Kumiyo at her studio at the 1535° Creative Hub in Differdange
Photo: Mike Zenari
Kumiyo never formally studied illustration, but that hasn’t stopped her from making a career of it.
Since 2015, the Japanese manga artist has lived in Luxembourg, working out of her studio at the 1535° Creative Hub in Differdange. She learned about the space through a woman also working there whom she met at the Bologna Children’s Fair four years ago.
At the beginning, Kumiyo said should found it difficult to get set up as an independent since her “illustration work wasn’t recognised”. What’s more, although she had previously studied French at university in her hometown of Tokyo, “I didn’t speak French as well then. It took a lot of time to inform myself on my own and with the information available on websites.”

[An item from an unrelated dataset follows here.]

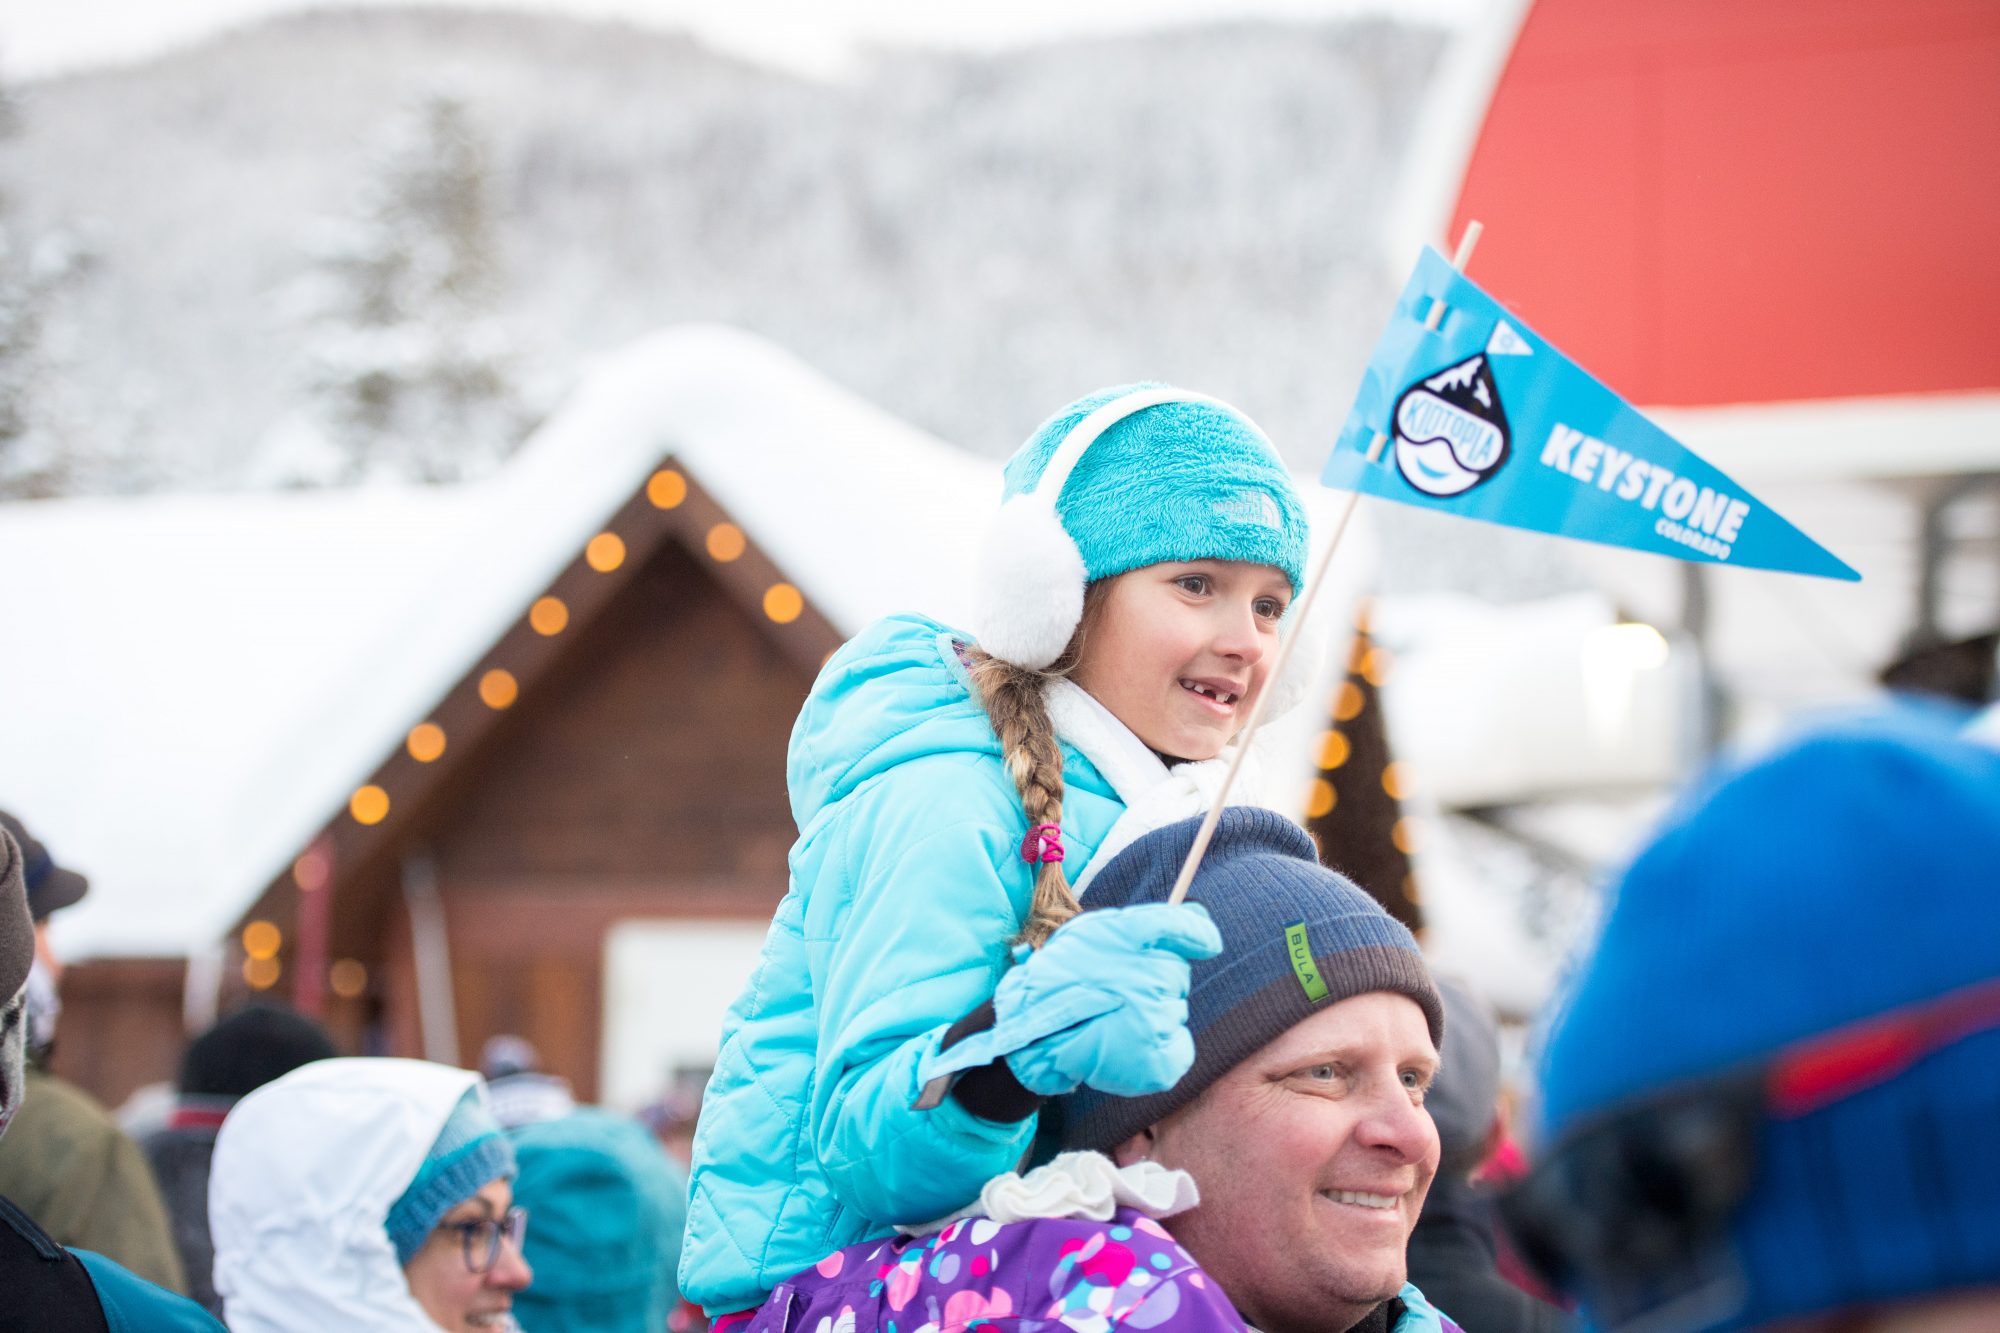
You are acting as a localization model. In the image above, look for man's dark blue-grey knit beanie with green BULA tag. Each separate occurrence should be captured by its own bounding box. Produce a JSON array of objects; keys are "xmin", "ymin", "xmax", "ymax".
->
[{"xmin": 1054, "ymin": 807, "xmax": 1444, "ymax": 1153}]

Luckily, she met other illustrators in the grand duchy who helped her better understand how the process worked. She succeeded in registering and setting up her VAT number. And through 1535°, she has met plenty of other creatives who are open to discussing the challenges of being independent. Recently, she has also started visiting the Kirchberg-based House of Entrepreneurship, powered by the Luxembourg Chamber of Commerce. “If I have a problem, I can go there to get help.”
When she was still based in Tokyo, Kumiyo worked with a company selling radiators which wanted to use creative storytelling to enhance its marketing materials. Kumiyo still works with them from her Differdange base, recently having created a manga calendar for their clients.

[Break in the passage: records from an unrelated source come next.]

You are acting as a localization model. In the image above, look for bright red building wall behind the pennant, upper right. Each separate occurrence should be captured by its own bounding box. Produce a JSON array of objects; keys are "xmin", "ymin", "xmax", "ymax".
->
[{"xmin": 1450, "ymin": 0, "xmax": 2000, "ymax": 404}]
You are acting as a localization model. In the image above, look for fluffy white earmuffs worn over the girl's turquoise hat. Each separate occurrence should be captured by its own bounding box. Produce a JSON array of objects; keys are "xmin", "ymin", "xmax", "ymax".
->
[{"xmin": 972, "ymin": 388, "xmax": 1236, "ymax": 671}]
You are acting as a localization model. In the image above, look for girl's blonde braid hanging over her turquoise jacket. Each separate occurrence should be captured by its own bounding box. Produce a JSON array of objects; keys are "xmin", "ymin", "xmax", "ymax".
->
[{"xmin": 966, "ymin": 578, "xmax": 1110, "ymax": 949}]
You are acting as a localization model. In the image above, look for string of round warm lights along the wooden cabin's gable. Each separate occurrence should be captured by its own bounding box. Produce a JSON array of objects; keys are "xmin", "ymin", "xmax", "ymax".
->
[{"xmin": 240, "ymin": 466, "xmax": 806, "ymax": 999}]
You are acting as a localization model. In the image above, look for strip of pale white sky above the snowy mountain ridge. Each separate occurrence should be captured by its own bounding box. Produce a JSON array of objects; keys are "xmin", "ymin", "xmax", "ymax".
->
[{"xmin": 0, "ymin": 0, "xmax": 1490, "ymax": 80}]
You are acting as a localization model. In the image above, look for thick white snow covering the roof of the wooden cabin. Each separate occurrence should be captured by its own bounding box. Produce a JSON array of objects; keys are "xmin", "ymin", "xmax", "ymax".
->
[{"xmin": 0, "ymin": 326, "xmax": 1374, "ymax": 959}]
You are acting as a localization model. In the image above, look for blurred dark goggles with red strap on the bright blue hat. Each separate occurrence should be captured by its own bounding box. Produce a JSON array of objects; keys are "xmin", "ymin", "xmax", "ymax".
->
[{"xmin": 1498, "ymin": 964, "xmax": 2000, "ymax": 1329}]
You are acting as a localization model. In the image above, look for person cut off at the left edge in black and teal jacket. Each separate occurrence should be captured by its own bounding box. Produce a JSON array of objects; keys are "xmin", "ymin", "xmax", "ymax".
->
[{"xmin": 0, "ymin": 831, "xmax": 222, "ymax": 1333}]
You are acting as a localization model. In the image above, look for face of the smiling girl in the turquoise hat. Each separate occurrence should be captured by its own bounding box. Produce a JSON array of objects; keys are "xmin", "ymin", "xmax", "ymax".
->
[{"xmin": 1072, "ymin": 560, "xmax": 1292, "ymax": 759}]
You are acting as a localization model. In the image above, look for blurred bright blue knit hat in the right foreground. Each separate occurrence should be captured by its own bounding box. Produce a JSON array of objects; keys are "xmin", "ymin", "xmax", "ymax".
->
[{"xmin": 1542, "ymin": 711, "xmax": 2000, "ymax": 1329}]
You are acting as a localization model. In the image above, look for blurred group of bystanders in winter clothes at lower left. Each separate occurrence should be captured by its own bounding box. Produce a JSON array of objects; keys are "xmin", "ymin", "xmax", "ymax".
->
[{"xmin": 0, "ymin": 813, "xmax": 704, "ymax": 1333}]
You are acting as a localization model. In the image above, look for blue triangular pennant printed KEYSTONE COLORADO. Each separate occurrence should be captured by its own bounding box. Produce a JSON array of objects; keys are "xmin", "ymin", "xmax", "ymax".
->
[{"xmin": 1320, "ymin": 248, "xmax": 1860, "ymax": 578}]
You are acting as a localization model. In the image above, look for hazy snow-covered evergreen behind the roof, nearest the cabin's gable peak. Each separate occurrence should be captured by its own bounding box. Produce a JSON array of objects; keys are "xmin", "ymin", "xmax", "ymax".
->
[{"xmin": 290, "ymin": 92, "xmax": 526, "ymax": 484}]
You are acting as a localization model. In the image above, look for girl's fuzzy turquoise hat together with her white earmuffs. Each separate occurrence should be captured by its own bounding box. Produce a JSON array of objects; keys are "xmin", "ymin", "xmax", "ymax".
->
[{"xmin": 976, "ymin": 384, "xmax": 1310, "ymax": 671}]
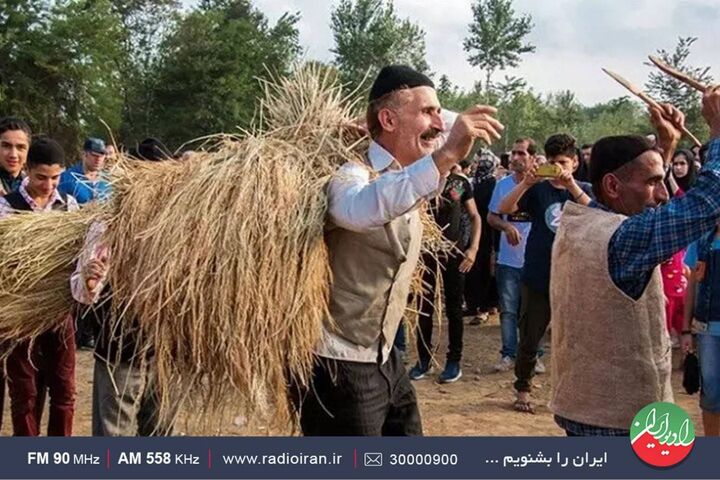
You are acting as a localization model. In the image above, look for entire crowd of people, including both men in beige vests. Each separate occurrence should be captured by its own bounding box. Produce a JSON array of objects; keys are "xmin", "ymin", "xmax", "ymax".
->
[{"xmin": 0, "ymin": 65, "xmax": 720, "ymax": 436}]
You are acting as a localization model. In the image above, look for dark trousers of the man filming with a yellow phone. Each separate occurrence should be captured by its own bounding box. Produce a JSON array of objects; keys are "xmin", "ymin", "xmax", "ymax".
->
[{"xmin": 515, "ymin": 284, "xmax": 550, "ymax": 392}]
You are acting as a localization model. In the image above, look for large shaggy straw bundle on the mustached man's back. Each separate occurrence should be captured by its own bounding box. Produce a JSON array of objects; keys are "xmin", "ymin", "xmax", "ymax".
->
[{"xmin": 101, "ymin": 64, "xmax": 450, "ymax": 429}]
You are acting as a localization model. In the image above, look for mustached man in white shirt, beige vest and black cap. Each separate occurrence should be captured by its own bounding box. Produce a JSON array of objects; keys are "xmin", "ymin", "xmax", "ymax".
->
[{"xmin": 296, "ymin": 65, "xmax": 503, "ymax": 435}]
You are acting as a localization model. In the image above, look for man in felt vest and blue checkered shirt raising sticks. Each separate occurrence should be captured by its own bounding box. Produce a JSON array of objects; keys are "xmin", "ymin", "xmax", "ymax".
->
[{"xmin": 550, "ymin": 87, "xmax": 720, "ymax": 436}]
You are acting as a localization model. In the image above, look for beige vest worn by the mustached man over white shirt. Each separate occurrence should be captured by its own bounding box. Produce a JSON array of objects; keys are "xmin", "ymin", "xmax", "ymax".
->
[{"xmin": 325, "ymin": 194, "xmax": 422, "ymax": 347}]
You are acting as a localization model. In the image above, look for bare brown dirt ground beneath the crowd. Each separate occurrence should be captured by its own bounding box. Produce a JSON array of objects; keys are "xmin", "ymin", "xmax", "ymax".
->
[{"xmin": 0, "ymin": 317, "xmax": 702, "ymax": 436}]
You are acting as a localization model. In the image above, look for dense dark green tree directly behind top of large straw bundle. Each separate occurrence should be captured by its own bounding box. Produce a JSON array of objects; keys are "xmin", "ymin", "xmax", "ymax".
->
[{"xmin": 153, "ymin": 0, "xmax": 300, "ymax": 147}]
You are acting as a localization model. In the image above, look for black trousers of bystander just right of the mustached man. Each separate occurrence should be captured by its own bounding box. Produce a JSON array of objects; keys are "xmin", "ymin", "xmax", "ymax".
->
[{"xmin": 417, "ymin": 255, "xmax": 465, "ymax": 365}]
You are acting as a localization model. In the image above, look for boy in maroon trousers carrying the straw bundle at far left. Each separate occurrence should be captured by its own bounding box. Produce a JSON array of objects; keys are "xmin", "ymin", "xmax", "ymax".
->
[{"xmin": 0, "ymin": 138, "xmax": 78, "ymax": 436}]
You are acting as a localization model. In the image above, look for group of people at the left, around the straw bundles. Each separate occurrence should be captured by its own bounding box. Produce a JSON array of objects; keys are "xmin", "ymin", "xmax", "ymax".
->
[{"xmin": 0, "ymin": 125, "xmax": 176, "ymax": 436}]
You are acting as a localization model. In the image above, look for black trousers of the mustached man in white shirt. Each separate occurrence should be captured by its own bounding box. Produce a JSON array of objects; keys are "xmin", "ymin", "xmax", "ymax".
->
[{"xmin": 292, "ymin": 348, "xmax": 422, "ymax": 436}]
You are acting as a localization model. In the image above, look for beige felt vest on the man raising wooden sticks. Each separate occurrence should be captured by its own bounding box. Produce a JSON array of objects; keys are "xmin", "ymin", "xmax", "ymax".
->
[{"xmin": 550, "ymin": 202, "xmax": 673, "ymax": 430}]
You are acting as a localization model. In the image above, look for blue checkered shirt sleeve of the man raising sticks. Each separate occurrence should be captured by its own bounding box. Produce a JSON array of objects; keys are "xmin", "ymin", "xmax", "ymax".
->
[{"xmin": 608, "ymin": 139, "xmax": 720, "ymax": 299}]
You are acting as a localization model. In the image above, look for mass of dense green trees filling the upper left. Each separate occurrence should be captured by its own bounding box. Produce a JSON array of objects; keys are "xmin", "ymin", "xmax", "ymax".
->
[{"xmin": 0, "ymin": 0, "xmax": 301, "ymax": 154}]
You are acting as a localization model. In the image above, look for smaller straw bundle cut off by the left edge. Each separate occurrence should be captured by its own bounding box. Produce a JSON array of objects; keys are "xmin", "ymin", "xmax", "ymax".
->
[{"xmin": 0, "ymin": 208, "xmax": 100, "ymax": 348}]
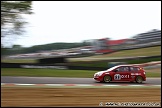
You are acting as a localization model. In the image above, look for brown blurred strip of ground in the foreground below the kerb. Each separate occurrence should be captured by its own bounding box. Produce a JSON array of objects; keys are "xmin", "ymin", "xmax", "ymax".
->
[{"xmin": 1, "ymin": 87, "xmax": 161, "ymax": 107}]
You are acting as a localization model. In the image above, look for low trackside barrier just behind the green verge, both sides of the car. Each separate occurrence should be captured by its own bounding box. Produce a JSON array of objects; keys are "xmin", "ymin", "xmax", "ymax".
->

But she has also completed several projects with Luxembourg-based partners. These include “Alice et le jeune pompier Skippy”, created for the 125th anniversary of the Differdange firefighters, and the 2017 “La Vie de Thal”, a book achieved in collaboration with Handicap International Luxembourg so that children can learn more about victims of war and mines. She has also made a range of postcards and posters, some drawing inspiration from the Luxembourg landscape.

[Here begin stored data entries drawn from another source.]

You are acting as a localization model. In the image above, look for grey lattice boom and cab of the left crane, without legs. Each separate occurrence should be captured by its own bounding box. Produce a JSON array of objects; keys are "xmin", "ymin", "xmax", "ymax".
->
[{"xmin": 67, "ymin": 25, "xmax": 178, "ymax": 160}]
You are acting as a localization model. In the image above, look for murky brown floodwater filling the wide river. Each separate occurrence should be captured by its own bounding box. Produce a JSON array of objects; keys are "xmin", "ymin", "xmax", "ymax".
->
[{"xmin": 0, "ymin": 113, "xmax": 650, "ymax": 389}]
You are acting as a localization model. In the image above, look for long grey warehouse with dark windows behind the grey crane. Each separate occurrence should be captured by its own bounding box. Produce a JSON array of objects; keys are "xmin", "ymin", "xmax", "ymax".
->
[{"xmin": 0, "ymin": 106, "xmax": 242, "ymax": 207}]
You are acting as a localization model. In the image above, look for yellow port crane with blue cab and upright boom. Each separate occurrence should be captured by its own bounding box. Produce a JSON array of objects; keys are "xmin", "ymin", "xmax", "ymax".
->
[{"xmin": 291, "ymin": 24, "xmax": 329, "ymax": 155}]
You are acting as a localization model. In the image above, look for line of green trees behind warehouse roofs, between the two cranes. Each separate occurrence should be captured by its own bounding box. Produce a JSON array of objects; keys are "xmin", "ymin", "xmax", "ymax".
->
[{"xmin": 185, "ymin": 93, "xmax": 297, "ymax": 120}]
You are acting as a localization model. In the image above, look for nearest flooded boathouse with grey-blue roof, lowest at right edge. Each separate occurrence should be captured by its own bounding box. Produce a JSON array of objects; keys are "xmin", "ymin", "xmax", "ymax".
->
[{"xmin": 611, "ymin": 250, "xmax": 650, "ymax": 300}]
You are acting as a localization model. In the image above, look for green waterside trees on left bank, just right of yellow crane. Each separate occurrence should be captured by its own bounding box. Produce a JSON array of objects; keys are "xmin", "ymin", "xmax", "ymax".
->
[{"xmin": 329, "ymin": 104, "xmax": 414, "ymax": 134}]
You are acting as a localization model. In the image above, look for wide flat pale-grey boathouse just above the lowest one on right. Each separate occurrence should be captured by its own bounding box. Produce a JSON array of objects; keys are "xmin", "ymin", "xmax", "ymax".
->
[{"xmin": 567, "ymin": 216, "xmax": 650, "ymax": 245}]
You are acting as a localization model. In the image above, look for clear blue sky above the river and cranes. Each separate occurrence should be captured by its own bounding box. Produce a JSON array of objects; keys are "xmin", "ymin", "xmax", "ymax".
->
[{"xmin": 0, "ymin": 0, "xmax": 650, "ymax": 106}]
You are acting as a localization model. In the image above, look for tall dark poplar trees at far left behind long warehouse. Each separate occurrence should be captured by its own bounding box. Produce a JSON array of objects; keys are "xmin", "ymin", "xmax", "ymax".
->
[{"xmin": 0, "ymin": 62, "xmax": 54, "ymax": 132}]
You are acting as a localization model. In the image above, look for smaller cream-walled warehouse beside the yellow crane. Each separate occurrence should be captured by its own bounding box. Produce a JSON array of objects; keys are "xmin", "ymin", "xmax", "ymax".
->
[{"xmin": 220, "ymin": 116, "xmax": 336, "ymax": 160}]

Although the illustrator spent a lot of time in Japan and also in France, she praises the grand duchy for its multicultural aspects. “In Luxembourg, it’s safer and cleaner, and Luxembourgers are used to speaking many languages,” she says. “In France, they aren’t used to speaking with people who don’t speak French well. They aren’t as used to foreigners. I don’t mean that they’re mean, but it’s a difference of culture.”
Kumiyo also thinks people in Luxembourg “are used to helping each other”--something she says isn’t the case in her native Japan, where “a lot of people are alone…we have a lot of respect for distance between others.” That culture is fine for some, she adds, but she believes it can also lead to “radical ideas” if people have too much stress or unhappiness when they’re alone.
In addition to finding a community of creatives at 1535°, Kumiyo says she also interacts with the local Japanese community, for instance, by attending a few events held by the Japanese Embassy. But she’s also bringing Japanese culture to others: on Wednesday evenings, she holds a manga salon at her studio, where anyone interested in drawing or Japanese culture is welcome to stop by. Drop-ins are welcome (although it’s best to check for updates on her Facebook page).
For expats just arriving, or for those hoping to start their own business, Kumiyo has a few tips. “For foreigners like myself, information is very important to start working. You have to collect information everywhere, and not just on the internet where it sometimes isn’t well-written. It’s always important to find communities giving information and have friends to discuss with.”